LA PRIMERA VEZ QUE FUI A LA CENA DEL LIBEREC, entré a un restorán en la montaña y no había ni señales de mis compañeros. Hasta que un camarero me llevó adonde estaban, en una caverna, un lugar privado. El vaso más chico de cerveza era de litro. Y de esos se tomaban cinco o seis. Comían a lo bestia, fumaban habanos… una locura. Cuando les dije que a mí no me gustaba la cerveza casi se mueren. Al final pedí una chiquita. “Ah, las de mujer”, me decían. Encima no tuve mejor idea que mezclarle un poco de gaseosa para pasarla mejor. “Yo tomo así, si no, no la tomo”. Por poco me matan.

El rival

SI VAS A JUGAR A NAPOLI SIENDO VISITANTE, tenés que saber que al micro tuyo lo van a seguir unas 300 motos, con 2 o 3 tipos por moto, y preparate. Había tipos con cuchillos que querían tajear las gomas, otros que tiraban cosas.

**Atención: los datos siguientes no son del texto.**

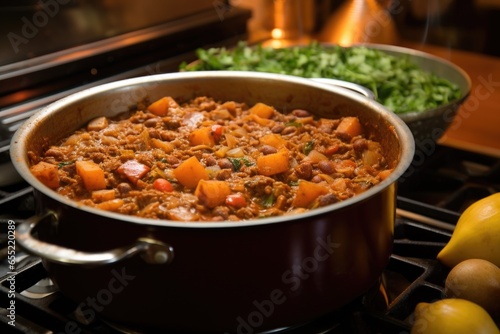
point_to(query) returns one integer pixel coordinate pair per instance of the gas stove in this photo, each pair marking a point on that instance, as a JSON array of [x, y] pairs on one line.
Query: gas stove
[[430, 201], [424, 224]]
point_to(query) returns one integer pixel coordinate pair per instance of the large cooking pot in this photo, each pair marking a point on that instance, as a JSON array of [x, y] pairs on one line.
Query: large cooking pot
[[237, 277]]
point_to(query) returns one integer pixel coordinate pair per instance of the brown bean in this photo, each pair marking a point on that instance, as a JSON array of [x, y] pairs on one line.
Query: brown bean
[[268, 149], [124, 188], [151, 122], [209, 160], [289, 130], [327, 199], [301, 113], [225, 163], [326, 166], [278, 128], [360, 145], [304, 171]]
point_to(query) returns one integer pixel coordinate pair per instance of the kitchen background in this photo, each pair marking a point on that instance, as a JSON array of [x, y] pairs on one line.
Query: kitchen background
[[51, 48]]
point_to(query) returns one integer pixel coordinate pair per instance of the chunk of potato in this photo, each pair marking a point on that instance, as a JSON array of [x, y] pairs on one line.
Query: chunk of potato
[[273, 163], [162, 106], [212, 193], [46, 173], [97, 124], [190, 172], [262, 110], [308, 192], [91, 174]]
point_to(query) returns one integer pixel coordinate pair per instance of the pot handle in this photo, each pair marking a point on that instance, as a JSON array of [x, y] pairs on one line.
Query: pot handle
[[152, 251], [348, 85]]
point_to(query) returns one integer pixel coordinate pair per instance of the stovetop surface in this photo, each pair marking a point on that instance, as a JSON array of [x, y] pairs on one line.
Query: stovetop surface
[[439, 190]]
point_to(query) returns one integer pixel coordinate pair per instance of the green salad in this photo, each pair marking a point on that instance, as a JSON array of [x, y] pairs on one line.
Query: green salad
[[397, 82]]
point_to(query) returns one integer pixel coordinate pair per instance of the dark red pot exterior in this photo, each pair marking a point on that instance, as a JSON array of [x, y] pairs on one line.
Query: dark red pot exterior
[[227, 279], [244, 277]]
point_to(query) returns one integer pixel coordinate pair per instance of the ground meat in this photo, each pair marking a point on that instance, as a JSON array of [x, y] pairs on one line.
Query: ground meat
[[206, 160]]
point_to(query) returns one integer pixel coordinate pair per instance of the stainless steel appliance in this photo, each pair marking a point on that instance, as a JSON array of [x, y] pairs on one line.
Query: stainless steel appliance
[[121, 41]]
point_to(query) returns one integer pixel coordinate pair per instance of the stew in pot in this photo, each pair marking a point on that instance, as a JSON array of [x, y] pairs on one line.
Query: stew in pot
[[206, 160]]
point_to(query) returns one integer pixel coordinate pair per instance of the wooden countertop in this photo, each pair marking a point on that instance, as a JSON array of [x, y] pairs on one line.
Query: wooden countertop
[[476, 127]]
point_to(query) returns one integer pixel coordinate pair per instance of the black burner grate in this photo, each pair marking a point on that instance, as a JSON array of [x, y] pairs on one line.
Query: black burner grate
[[440, 189]]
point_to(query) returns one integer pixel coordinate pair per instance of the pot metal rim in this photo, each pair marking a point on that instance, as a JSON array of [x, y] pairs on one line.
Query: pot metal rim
[[20, 160]]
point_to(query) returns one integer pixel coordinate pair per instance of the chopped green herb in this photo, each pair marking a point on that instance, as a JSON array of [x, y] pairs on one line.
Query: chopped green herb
[[308, 147], [269, 201], [398, 83], [296, 124], [238, 162], [64, 163]]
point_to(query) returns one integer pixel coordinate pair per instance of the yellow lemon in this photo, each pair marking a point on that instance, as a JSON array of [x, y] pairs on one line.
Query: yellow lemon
[[476, 235], [452, 316]]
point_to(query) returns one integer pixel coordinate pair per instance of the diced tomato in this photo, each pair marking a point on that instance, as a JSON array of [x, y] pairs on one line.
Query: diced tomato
[[216, 132], [163, 185], [133, 170], [236, 200]]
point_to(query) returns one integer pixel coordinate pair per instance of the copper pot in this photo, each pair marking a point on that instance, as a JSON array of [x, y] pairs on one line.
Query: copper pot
[[240, 277]]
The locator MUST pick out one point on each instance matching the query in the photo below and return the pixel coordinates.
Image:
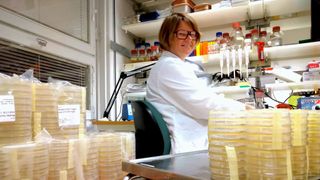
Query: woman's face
(184, 40)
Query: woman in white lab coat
(174, 89)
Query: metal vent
(15, 59)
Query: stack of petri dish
(62, 159)
(5, 168)
(28, 161)
(109, 156)
(89, 152)
(47, 97)
(268, 136)
(19, 130)
(128, 145)
(298, 120)
(73, 95)
(226, 133)
(45, 114)
(314, 143)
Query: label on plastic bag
(7, 110)
(69, 114)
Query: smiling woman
(174, 89)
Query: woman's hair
(170, 25)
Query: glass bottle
(216, 45)
(254, 36)
(263, 37)
(276, 37)
(134, 55)
(237, 35)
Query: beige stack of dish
(19, 130)
(299, 143)
(26, 161)
(46, 100)
(89, 155)
(109, 156)
(63, 159)
(314, 143)
(226, 135)
(5, 168)
(128, 145)
(268, 133)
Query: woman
(174, 89)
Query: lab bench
(187, 166)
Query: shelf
(274, 53)
(293, 51)
(307, 85)
(223, 16)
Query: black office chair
(152, 134)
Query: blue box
(310, 103)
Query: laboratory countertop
(118, 126)
(98, 122)
(191, 165)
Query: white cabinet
(33, 32)
(293, 16)
(214, 19)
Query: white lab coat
(184, 102)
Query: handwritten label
(69, 114)
(7, 110)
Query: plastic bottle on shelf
(137, 48)
(263, 37)
(147, 46)
(247, 50)
(254, 36)
(154, 53)
(237, 35)
(158, 51)
(226, 42)
(148, 54)
(142, 55)
(276, 37)
(254, 48)
(217, 43)
(134, 55)
(247, 40)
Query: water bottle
(275, 37)
(237, 35)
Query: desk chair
(152, 134)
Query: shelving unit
(223, 16)
(278, 53)
(307, 85)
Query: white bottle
(237, 35)
(216, 45)
(275, 37)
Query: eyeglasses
(182, 34)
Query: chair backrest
(152, 134)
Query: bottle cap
(254, 31)
(263, 33)
(276, 29)
(133, 51)
(154, 48)
(218, 34)
(236, 25)
(225, 35)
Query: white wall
(110, 63)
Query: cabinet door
(66, 24)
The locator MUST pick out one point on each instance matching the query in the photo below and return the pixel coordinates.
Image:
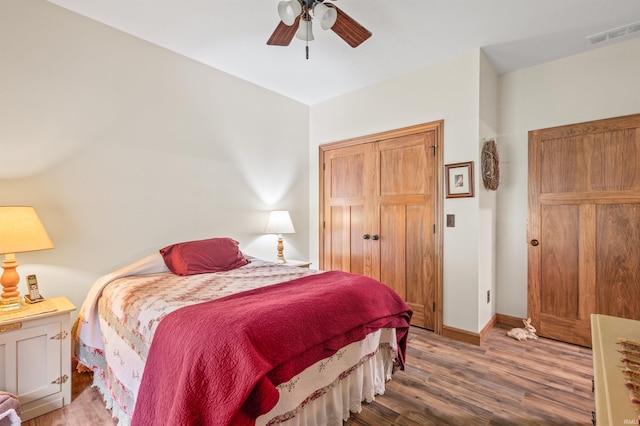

Yo me metí debajo del asiento. Pensé que nos mataban. Desde las verdulerías nos tiraban de todo, manzanas, pomelos… hacíamos una ensalada de frutas. Llegando a la cancha, no nos quedaba un vidrio sano. Al chofer le gritábamos que siguiera, que no parara. Entramos con los vidrios rotos, las gomas pinchadas, nuestro médico todo cortado, todos pálidos.

(Leandro Lázzaro, jugador argentino actualmente en Tigre. También militó en el Slovan Liberec, Sparta Praga, Salernitana, Nocerina, Tivoli y Ravenna, entre otros).